There's also a shrill-but-sobering polemic from Garret Keizer about the ways in which the politics of global warming tends to operate along the fantasy that the technocratic status quo we currently enjoy can somehow be indefinitely maintained at no biospheric or human-ethical cost—taking particular aim at
carbon offsets, as well as how environmental rhetoric can crowd out issues of poverty and distributive justice. It's not online yet, but here's a quote from the end that gets both the point and the tone across:
It is not enough to acknowledge that global warming exists; we also need to ask what global warming means. Surely one thing it means is that a culture that has as its highest aim the avoidance of anything remotely resembling physical work must change its life.
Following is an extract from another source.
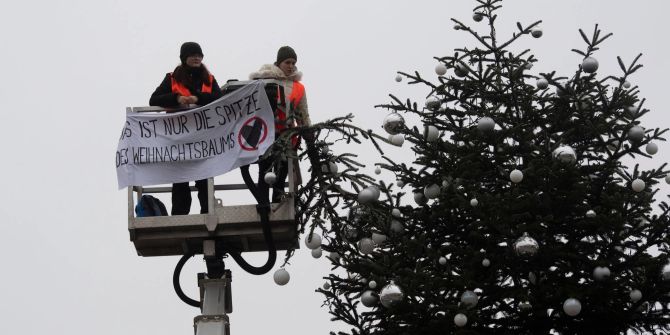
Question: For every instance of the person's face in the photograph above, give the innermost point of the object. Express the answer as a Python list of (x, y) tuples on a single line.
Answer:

If you want an inconvenient truth, there it is: that the very notion of convenience upon which our civilization rests is a lie that is killing us. And if you want to see how quickly green can turn yellow, make mention of that abundant, renewable fuel source whose chief emission is human sweat.
...To put that as succinctly as possible, the days of paradise for a few are drawing to a close. The game of finding someone else in some convenient misery to fight our wars, pull our rickshaws, and serve as the offset for our every filthy indulgence is just about up. It is either Earth for all of us or hell for most of us. Those are the terms, those have always been the terms, and any approach to climate change that begins on those terms can count me as a loyal partisan. Otherwise, don't expect me to get overly excited as to which side of a golf-course heart attack shows the affluent, the educated, the suburban, and the wired a world much hotter than the one they were banking on.